Появляется медсестра, важное “действующее лицо” в следующей основной сцене. Она успокаивает пациентку, снимает опасения, действует как человек посвященный и компетентный, а также как участник последующих действий. Проще говоря, сестра помогает пациентке превратиться из “личности” в безличное существо, что будет необходимо для основной сцены. Сестра не только наблюдает, но принимает участие в раздевании, укладывает одежду пациентки. Большинство женщин не хотят, чтобы доктор видел их нижнее белье, и сестра им в этом помогает. Она сопровождает пациентку к смотровому креслу, накрывает большую часть ее тела ее простыней, и лишь после этого в комнату возвращается доктор.
И вот открывается центральная сцена, присутствуют сестра и доктор. Присутствие сестры создает уверенность, что взаимодействие между доктором и пациенткой свободно от сексуальных мотивов, сестра олицетворяет свидетеля на случай привлечения доктора к суду за непрофессиональное поведение. Обследование идет, таким образом, будто пациентка отсутствует, как личность, простыня отделяет область гениталий и не позволяет ей видеть саму процедуру обследования. За исключением некоторых чисто медицинских вопросов, доктор игнорирует ее; он располагается на низкой табуретке, не видя ее лица. Пациентка способствует своему временному превращению в “неличность”, не начиная разговора и сводя движения к минимуму.
В “интервале” между этой сценой и финальной сестра опять выполняет роль рабочего сцены, помогая женщине снова стать “полноценной личностью”. В этот момент сестра и пациентка вновь вступают в разговор, в котором пациентка выражает облегчение, что обследование закончено. Приведя себя в порядок, пациентка готова к заключительной сцене. Доктор возвращается, сообщая результаты обследования, он снова обращается к ней просто как к человеку. Продолжая вести себя в вежливой профессиональной манере, он внушает, что его отношение к ней нисколько не изменилось вследствие интимного контакта с ее телом. “Эпилог” наступает, когда пациентка покидает приемную, возвращая себе свой статус во внешнем мире.

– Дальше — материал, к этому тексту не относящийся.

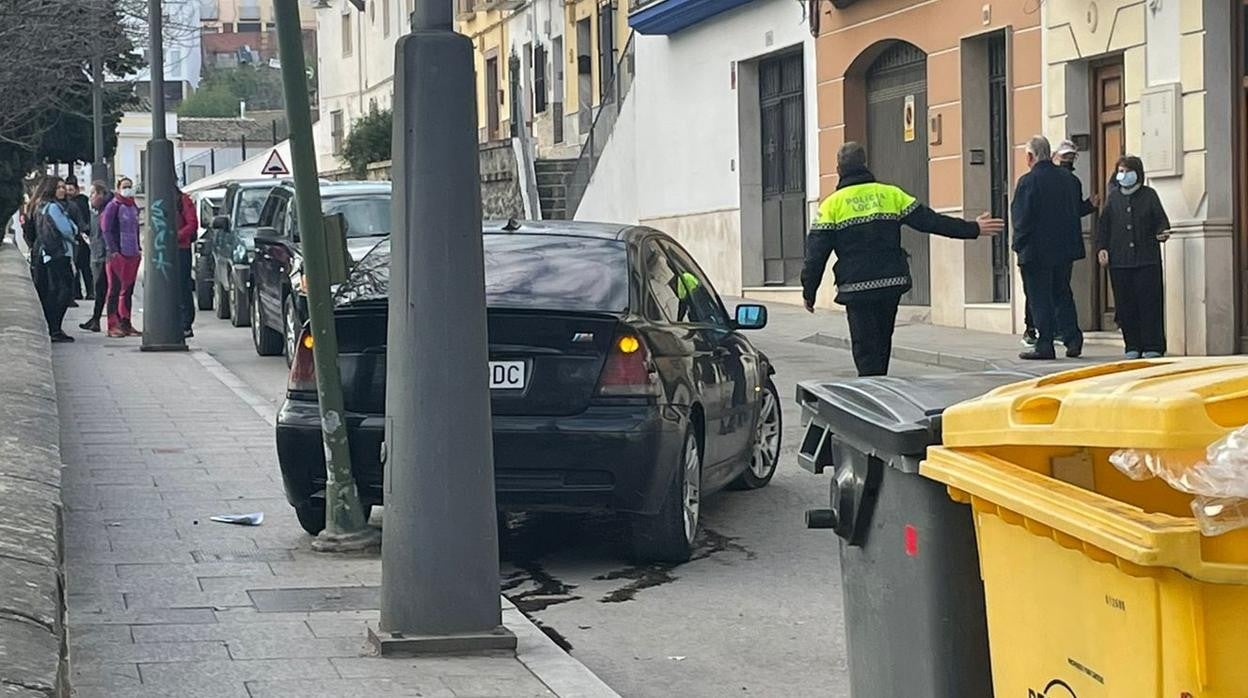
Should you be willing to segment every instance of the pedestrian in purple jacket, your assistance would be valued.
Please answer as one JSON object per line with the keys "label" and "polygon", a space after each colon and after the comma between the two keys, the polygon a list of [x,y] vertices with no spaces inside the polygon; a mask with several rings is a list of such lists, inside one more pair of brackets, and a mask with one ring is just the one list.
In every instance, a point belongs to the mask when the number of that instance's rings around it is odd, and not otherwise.
{"label": "pedestrian in purple jacket", "polygon": [[131,305],[142,250],[139,242],[139,206],[135,204],[135,182],[122,179],[117,194],[100,216],[100,230],[109,253],[105,265],[109,275],[109,336],[137,337],[142,332],[131,322]]}

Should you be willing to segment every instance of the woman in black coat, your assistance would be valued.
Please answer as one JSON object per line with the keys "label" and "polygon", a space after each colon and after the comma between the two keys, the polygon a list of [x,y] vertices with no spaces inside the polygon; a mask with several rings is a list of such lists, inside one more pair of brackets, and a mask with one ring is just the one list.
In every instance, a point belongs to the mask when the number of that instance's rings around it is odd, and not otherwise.
{"label": "woman in black coat", "polygon": [[1144,185],[1138,157],[1118,160],[1116,184],[1101,211],[1097,261],[1109,267],[1127,358],[1157,358],[1166,353],[1162,242],[1169,238],[1169,219],[1157,192]]}

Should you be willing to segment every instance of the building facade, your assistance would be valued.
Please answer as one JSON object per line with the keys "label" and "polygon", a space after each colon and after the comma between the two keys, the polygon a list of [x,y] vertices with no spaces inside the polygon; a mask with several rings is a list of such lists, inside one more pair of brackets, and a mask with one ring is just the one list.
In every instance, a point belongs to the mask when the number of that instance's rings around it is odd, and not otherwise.
{"label": "building facade", "polygon": [[[314,50],[316,11],[311,2],[300,2],[300,16],[307,36],[305,49]],[[276,57],[277,24],[273,17],[273,0],[200,0],[203,64],[233,67]]]}
{"label": "building facade", "polygon": [[720,292],[791,297],[819,200],[802,6],[658,0],[629,24],[631,90],[575,217],[668,232]]}
{"label": "building facade", "polygon": [[[1173,226],[1164,246],[1171,353],[1244,351],[1244,0],[1050,0],[1045,4],[1046,130],[1087,144],[1103,191],[1123,154],[1144,162]],[[1077,278],[1081,316],[1113,330],[1097,268]]]}
{"label": "building facade", "polygon": [[[836,151],[866,145],[871,169],[938,212],[1007,217],[1042,131],[1042,31],[1027,2],[859,0],[821,4],[816,45],[819,191]],[[914,288],[904,315],[1021,332],[1022,283],[1008,236],[958,241],[904,232]],[[1087,262],[1081,262],[1086,265]],[[825,282],[819,303],[832,306]]]}

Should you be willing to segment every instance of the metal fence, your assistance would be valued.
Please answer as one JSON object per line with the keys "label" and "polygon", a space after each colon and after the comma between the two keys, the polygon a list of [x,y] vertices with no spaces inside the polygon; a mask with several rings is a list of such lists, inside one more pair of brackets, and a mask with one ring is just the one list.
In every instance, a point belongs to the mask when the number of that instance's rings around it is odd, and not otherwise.
{"label": "metal fence", "polygon": [[615,130],[615,120],[619,119],[624,99],[628,97],[629,90],[633,87],[633,77],[635,75],[633,36],[633,34],[629,34],[628,42],[624,44],[624,50],[620,51],[620,60],[615,65],[615,76],[607,86],[607,90],[603,91],[603,101],[598,107],[598,115],[594,116],[594,124],[589,129],[589,137],[585,139],[585,145],[580,147],[580,156],[577,157],[575,169],[568,175],[567,210],[569,219],[577,215],[580,200],[585,196],[585,190],[589,189],[589,180],[594,176],[594,170],[598,167],[598,161],[602,159],[603,151],[607,150],[607,141],[610,140],[612,131]]}

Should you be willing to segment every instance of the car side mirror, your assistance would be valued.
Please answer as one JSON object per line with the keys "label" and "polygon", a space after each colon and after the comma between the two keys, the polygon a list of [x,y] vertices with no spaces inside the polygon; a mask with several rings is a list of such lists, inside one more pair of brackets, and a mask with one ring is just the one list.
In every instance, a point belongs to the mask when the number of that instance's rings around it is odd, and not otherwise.
{"label": "car side mirror", "polygon": [[768,326],[768,307],[756,303],[736,306],[738,330],[763,330]]}
{"label": "car side mirror", "polygon": [[256,245],[276,245],[280,240],[276,229],[262,227],[256,231]]}

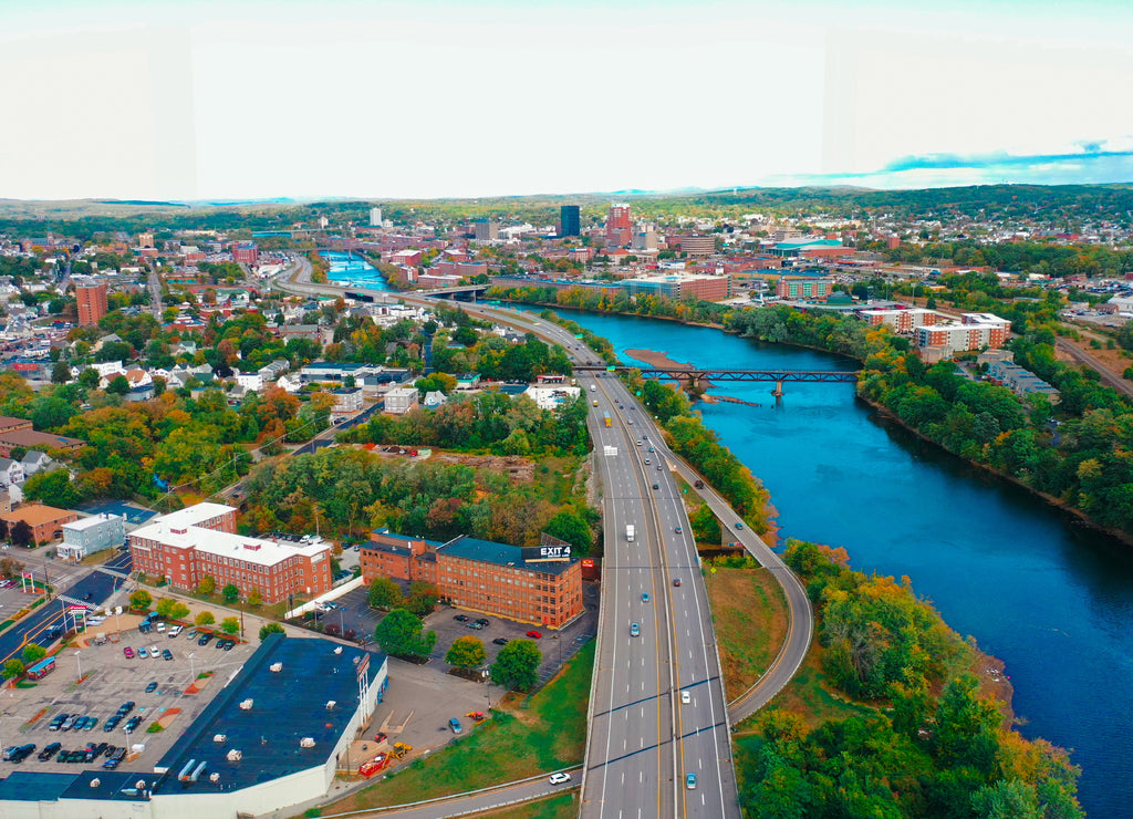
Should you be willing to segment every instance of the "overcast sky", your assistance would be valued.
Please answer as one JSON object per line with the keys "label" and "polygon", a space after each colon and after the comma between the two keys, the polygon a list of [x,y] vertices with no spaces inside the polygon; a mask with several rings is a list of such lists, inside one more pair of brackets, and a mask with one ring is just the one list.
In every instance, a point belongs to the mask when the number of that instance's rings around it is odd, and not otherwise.
{"label": "overcast sky", "polygon": [[1128,0],[0,0],[0,197],[1131,181],[1131,22]]}

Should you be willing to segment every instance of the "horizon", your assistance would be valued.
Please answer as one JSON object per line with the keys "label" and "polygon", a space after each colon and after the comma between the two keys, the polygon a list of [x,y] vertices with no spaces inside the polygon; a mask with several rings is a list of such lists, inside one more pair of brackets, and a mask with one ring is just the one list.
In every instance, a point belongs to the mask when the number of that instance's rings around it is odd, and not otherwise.
{"label": "horizon", "polygon": [[404,201],[1133,180],[1133,127],[1111,104],[1133,80],[1133,9],[917,6],[9,0],[0,195]]}

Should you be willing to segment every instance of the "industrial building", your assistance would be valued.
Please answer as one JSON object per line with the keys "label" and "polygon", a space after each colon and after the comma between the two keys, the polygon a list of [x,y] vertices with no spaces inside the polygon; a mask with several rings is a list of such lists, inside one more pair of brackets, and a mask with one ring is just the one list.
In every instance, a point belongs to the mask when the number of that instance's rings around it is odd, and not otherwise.
{"label": "industrial building", "polygon": [[9,768],[0,816],[262,816],[320,799],[387,684],[383,654],[271,634],[153,773]]}

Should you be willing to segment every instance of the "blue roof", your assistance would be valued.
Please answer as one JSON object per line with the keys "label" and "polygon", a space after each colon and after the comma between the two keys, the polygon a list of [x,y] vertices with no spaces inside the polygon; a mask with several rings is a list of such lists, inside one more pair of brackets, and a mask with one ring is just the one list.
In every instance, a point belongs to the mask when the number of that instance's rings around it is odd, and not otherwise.
{"label": "blue roof", "polygon": [[[335,654],[335,649],[341,649]],[[239,674],[201,713],[178,743],[161,758],[167,775],[155,792],[235,791],[289,776],[326,763],[358,708],[355,663],[367,652],[331,640],[271,634],[245,663]],[[373,683],[385,665],[385,655],[369,652]],[[270,666],[281,663],[276,673]],[[252,708],[239,707],[253,700]],[[326,702],[338,705],[327,710]],[[224,734],[223,744],[213,741]],[[304,737],[314,748],[300,748]],[[242,759],[227,754],[239,750]],[[179,782],[193,760],[204,762],[197,782]],[[219,774],[216,783],[210,782]]]}

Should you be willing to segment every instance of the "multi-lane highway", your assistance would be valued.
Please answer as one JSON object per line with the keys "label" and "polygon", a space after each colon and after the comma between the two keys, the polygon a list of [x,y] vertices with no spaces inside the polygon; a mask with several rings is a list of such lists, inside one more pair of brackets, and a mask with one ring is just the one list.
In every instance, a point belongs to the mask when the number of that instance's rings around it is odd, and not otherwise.
{"label": "multi-lane highway", "polygon": [[619,379],[580,385],[598,401],[606,531],[581,816],[739,817],[712,615],[671,453]]}

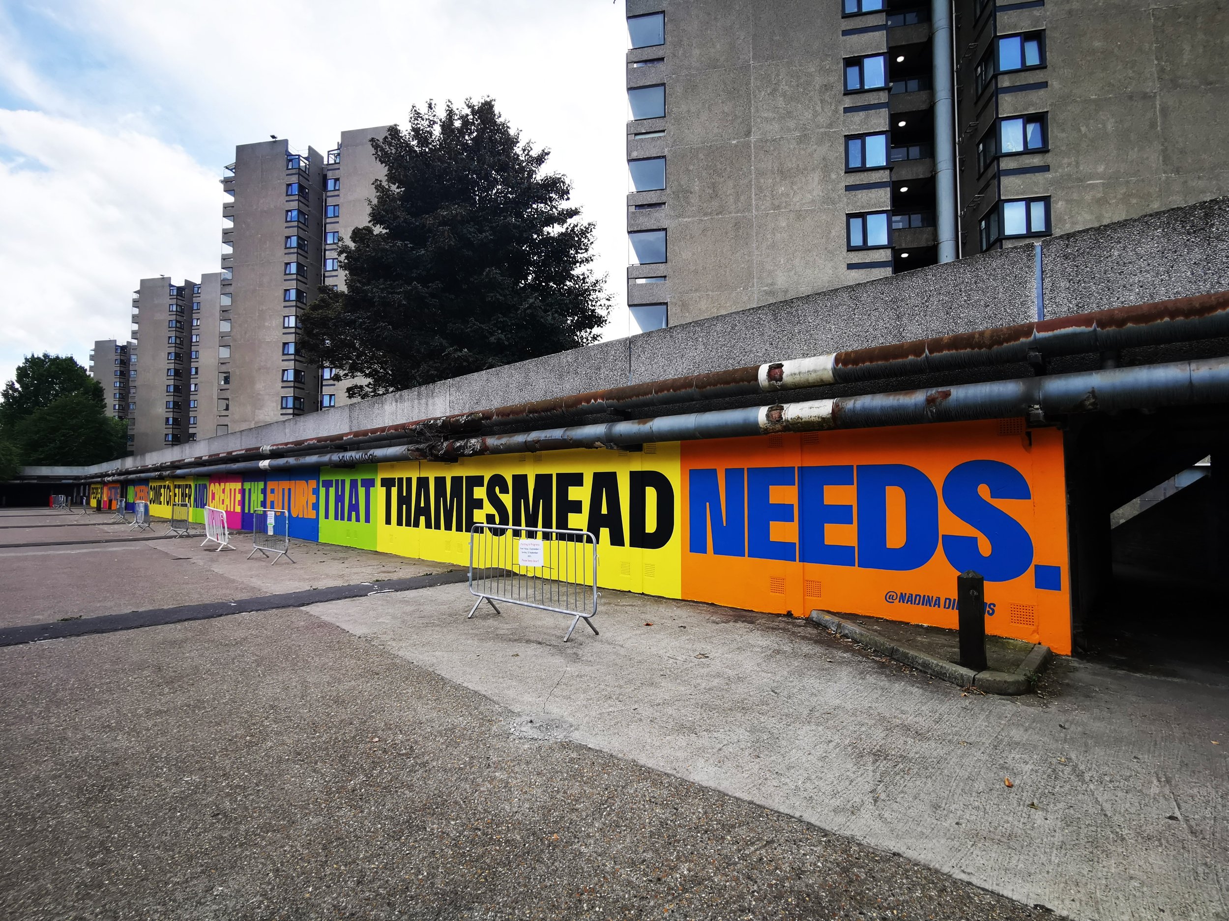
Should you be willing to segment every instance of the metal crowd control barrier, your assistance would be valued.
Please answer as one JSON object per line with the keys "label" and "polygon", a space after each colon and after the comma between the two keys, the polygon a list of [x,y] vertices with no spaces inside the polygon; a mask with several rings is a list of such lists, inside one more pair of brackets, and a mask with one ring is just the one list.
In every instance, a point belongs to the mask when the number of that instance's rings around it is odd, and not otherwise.
{"label": "metal crowd control barrier", "polygon": [[257,508],[252,515],[252,553],[247,559],[257,554],[273,556],[273,564],[285,556],[294,562],[290,556],[290,513],[285,508]]}
{"label": "metal crowd control barrier", "polygon": [[497,614],[495,602],[567,614],[571,625],[564,642],[581,620],[596,636],[591,618],[597,613],[597,542],[587,530],[474,524],[469,593],[477,600],[467,616],[485,598]]}
{"label": "metal crowd control barrier", "polygon": [[188,537],[188,517],[190,513],[192,506],[187,502],[172,502],[171,527],[166,529],[166,533],[175,534],[176,537]]}
{"label": "metal crowd control barrier", "polygon": [[154,530],[154,526],[150,524],[149,502],[133,502],[133,523],[128,527],[136,530]]}
{"label": "metal crowd control barrier", "polygon": [[204,546],[210,540],[218,544],[216,550],[221,550],[224,546],[229,546],[231,550],[237,549],[230,542],[230,530],[226,529],[226,512],[221,508],[205,506],[205,539],[200,545]]}

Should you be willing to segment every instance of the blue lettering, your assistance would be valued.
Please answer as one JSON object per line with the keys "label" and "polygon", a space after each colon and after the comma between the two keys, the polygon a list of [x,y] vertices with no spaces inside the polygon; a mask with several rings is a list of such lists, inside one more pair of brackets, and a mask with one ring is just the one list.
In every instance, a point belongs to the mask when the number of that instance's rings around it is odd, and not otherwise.
{"label": "blue lettering", "polygon": [[794,521],[794,503],[772,502],[772,486],[793,486],[793,467],[752,467],[747,470],[747,555],[761,560],[788,560],[798,554],[793,540],[773,540],[772,522]]}
{"label": "blue lettering", "polygon": [[853,524],[853,506],[828,505],[823,488],[852,485],[853,464],[798,468],[798,556],[803,562],[857,565],[854,549],[827,543],[825,532],[828,524]]}
{"label": "blue lettering", "polygon": [[713,530],[713,553],[719,556],[746,556],[746,490],[745,470],[725,470],[725,511],[717,470],[691,470],[687,479],[688,512],[691,515],[691,551],[708,553],[709,526]]}
{"label": "blue lettering", "polygon": [[991,499],[1031,499],[1029,481],[1000,460],[967,460],[943,481],[943,501],[962,522],[976,528],[991,543],[983,556],[977,538],[943,535],[943,553],[957,572],[976,570],[987,582],[1008,582],[1032,565],[1032,538],[1015,518],[991,505],[977,491],[989,488]]}
{"label": "blue lettering", "polygon": [[[905,543],[887,545],[887,490],[905,492]],[[929,478],[905,464],[858,467],[858,566],[916,570],[939,548],[939,495]]]}

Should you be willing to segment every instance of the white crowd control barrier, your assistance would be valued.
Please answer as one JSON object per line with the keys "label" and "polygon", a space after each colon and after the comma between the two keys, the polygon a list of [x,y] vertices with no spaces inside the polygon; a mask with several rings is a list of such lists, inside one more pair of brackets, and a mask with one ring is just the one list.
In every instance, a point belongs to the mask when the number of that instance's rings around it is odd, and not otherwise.
{"label": "white crowd control barrier", "polygon": [[188,516],[190,513],[192,506],[187,502],[172,502],[171,527],[166,529],[166,533],[175,534],[176,537],[188,537]]}
{"label": "white crowd control barrier", "polygon": [[205,506],[205,539],[200,545],[204,546],[210,540],[218,544],[216,550],[221,550],[224,546],[229,546],[231,550],[237,549],[230,542],[230,530],[226,528],[226,512],[221,508]]}
{"label": "white crowd control barrier", "polygon": [[594,634],[597,613],[597,542],[587,530],[474,524],[469,528],[469,593],[571,618],[564,642],[581,620]]}
{"label": "white crowd control barrier", "polygon": [[150,524],[149,502],[133,502],[133,523],[128,527],[136,530],[154,530],[154,526]]}
{"label": "white crowd control barrier", "polygon": [[257,508],[252,515],[252,553],[247,559],[257,554],[273,556],[273,562],[285,556],[294,562],[290,556],[290,513],[285,508]]}

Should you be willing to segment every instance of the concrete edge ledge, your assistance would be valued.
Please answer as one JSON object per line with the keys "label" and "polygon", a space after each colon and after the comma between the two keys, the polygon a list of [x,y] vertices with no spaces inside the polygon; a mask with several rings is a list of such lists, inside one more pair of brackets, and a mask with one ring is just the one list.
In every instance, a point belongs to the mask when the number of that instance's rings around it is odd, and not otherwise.
{"label": "concrete edge ledge", "polygon": [[846,620],[827,610],[812,610],[810,620],[827,628],[837,636],[846,636],[855,642],[860,642],[863,646],[889,656],[902,664],[911,666],[919,672],[925,672],[935,678],[951,682],[960,688],[977,688],[986,694],[1002,694],[1005,696],[1027,694],[1032,688],[1036,675],[1041,673],[1053,657],[1048,646],[1037,643],[1029,651],[1029,655],[1025,656],[1024,662],[1020,663],[1020,667],[1015,672],[995,672],[993,669],[975,672],[971,668],[936,658],[912,646],[889,640],[868,626]]}

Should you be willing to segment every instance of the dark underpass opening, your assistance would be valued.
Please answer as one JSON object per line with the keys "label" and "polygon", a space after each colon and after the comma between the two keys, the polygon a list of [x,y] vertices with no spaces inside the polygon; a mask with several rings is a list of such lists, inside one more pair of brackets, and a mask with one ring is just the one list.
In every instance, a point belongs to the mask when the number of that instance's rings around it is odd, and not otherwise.
{"label": "dark underpass opening", "polygon": [[1229,416],[1080,420],[1068,432],[1077,655],[1229,682]]}

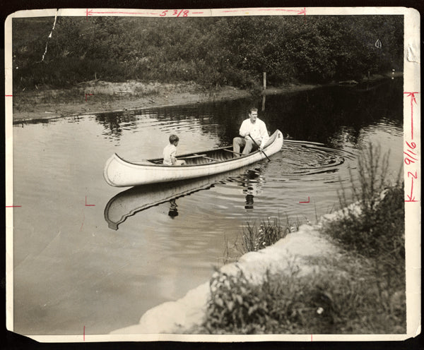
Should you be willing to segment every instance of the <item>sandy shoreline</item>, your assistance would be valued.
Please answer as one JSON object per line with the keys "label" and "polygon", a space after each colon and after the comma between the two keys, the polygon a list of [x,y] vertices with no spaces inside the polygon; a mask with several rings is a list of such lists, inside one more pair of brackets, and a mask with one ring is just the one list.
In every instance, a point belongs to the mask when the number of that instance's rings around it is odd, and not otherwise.
{"label": "sandy shoreline", "polygon": [[[372,80],[395,75],[374,76]],[[351,81],[351,80],[350,80]],[[329,85],[334,85],[329,84]],[[266,95],[276,95],[311,90],[322,85],[290,84],[269,87]],[[37,119],[81,116],[98,113],[139,110],[165,106],[247,98],[248,90],[231,86],[219,88],[211,92],[192,82],[178,83],[86,82],[70,89],[45,89],[16,92],[13,97],[13,123]]]}

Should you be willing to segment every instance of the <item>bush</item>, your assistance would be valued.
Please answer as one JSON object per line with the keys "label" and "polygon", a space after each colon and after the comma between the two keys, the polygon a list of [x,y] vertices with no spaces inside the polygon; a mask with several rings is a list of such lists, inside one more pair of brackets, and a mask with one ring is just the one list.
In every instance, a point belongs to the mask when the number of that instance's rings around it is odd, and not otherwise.
{"label": "bush", "polygon": [[344,215],[325,223],[322,232],[349,251],[398,267],[404,266],[405,259],[404,186],[399,178],[391,185],[386,180],[389,155],[382,158],[380,148],[371,144],[362,152],[359,188],[351,179],[352,201],[356,205],[348,206],[346,190],[342,189],[339,199],[346,207]]}

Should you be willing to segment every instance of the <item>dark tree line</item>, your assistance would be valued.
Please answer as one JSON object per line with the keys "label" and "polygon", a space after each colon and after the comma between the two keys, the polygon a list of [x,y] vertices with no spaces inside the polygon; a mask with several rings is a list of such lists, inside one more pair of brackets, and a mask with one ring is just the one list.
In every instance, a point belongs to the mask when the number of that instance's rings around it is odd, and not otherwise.
{"label": "dark tree line", "polygon": [[403,68],[401,16],[59,17],[47,39],[52,24],[13,19],[16,89],[65,88],[95,76],[254,88],[262,72],[278,85]]}

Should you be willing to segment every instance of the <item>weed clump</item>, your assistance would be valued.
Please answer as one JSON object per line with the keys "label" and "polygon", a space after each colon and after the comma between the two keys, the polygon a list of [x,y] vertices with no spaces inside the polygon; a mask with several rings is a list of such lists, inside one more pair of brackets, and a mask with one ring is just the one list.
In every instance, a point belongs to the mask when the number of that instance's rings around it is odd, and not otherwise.
{"label": "weed clump", "polygon": [[[404,333],[404,186],[399,178],[394,184],[387,181],[388,159],[369,145],[359,160],[359,186],[351,175],[351,201],[342,188],[339,199],[345,209],[322,225],[322,234],[340,246],[340,253],[311,259],[314,273],[302,274],[289,265],[284,273],[268,272],[259,284],[241,271],[217,272],[210,283],[205,321],[194,332]],[[287,229],[276,220],[262,222],[259,229],[248,224],[240,251],[273,244],[290,231],[290,225]]]}
{"label": "weed clump", "polygon": [[[346,253],[345,253],[346,254]],[[404,290],[381,293],[372,265],[356,258],[318,258],[313,275],[292,266],[267,272],[261,284],[214,274],[206,318],[194,332],[206,334],[367,334],[405,332]],[[341,261],[342,262],[341,263]],[[193,330],[192,330],[193,331]]]}
{"label": "weed clump", "polygon": [[343,214],[324,222],[321,232],[344,249],[372,258],[379,272],[397,275],[399,279],[405,275],[404,184],[399,177],[394,184],[386,180],[389,156],[382,158],[379,147],[368,145],[359,158],[358,188],[351,179],[355,204],[348,206],[346,191],[342,189]]}

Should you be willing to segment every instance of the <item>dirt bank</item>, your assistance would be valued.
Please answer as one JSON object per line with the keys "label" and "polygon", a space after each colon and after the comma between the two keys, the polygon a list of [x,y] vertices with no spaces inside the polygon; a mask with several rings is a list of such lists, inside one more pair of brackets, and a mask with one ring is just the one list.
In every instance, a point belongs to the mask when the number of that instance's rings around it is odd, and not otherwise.
{"label": "dirt bank", "polygon": [[[393,74],[390,72],[386,75],[372,76],[370,80],[399,75],[401,76],[402,73],[396,72]],[[353,81],[349,80],[350,83]],[[292,92],[319,86],[288,84],[278,88],[269,87],[266,94]],[[146,83],[136,80],[125,83],[95,80],[81,83],[69,89],[43,87],[33,91],[16,92],[13,97],[13,121],[235,99],[249,96],[251,94],[249,91],[231,86],[221,87],[211,92],[192,82]]]}
{"label": "dirt bank", "polygon": [[[316,85],[290,85],[271,88],[268,94],[312,89]],[[243,90],[225,86],[206,91],[194,83],[175,84],[137,81],[93,81],[70,89],[23,91],[13,95],[13,121],[52,119],[71,115],[142,109],[169,105],[248,97]]]}

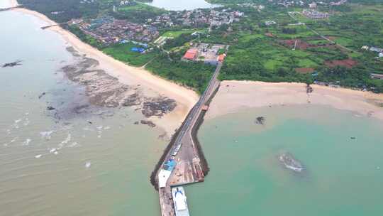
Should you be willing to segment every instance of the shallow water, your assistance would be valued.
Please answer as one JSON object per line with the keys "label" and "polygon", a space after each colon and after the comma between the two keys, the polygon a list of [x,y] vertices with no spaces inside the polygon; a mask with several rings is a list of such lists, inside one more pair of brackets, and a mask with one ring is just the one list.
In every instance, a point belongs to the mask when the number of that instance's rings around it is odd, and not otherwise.
{"label": "shallow water", "polygon": [[220,6],[220,5],[210,4],[204,0],[153,0],[148,4],[169,11],[194,10]]}
{"label": "shallow water", "polygon": [[[382,215],[382,131],[377,119],[310,105],[208,120],[199,137],[211,171],[186,188],[191,215]],[[306,170],[287,170],[283,152]]]}
{"label": "shallow water", "polygon": [[143,117],[131,109],[91,107],[62,119],[48,111],[87,100],[57,71],[73,59],[45,24],[0,13],[0,64],[22,60],[0,68],[0,215],[157,215],[149,176],[162,131],[134,125]]}

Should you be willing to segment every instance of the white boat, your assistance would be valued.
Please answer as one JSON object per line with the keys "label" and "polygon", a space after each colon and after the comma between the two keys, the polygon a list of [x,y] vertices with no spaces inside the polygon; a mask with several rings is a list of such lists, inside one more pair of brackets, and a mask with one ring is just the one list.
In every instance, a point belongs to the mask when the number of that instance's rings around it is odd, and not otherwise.
{"label": "white boat", "polygon": [[172,188],[176,216],[189,216],[185,190],[182,187]]}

В западной культуре в большинстве случаев люди, участвующие в фокусированном взаимодействии, сохраняют дистанцию по крайней мере в три фута (90 см). Стоя бок-о-бок, даже не участвуя в одном столкновении, люди могут находиться и ближе друг к другу. Существуют культурные различия в определении личностного пространства. На Ближнем Востоке люди располагаются гораздо ближе друг к другу, чем принято на Западе. Находясь на Востоке, люди Запада испытывают смущение от такой неожиданной близости.
Эдвард Т. Холл, широко исследовавший невербальную коммуникацию, различает четыре пространственные зоны, возникающие при личном общении. Интимная дистанция (менее полутора футов (45 см)) предназначается для небольшого числа социальных контактов, в которых допускается регулярное прикосновение. В этой зоне личностного пространства оперируют родители и дети, а также любовники. Личностная дистанция (от полутора до четырех футов (45-120 см) — обычное расстояние при столкновениях между друзьями и достаточно близкими знакомыми. Здесь также допускается некоторая интимность, но, как правило, она ограничена. Социальная дистанция, от четырех до двенадцати футов (120–360 см), обычно сохраняется при формальном взаимодействии, например, интервью. Четвертая зона — публичная дистанция — свыше 12 футов (360 см), ее занимают, выступая перед аудиторией.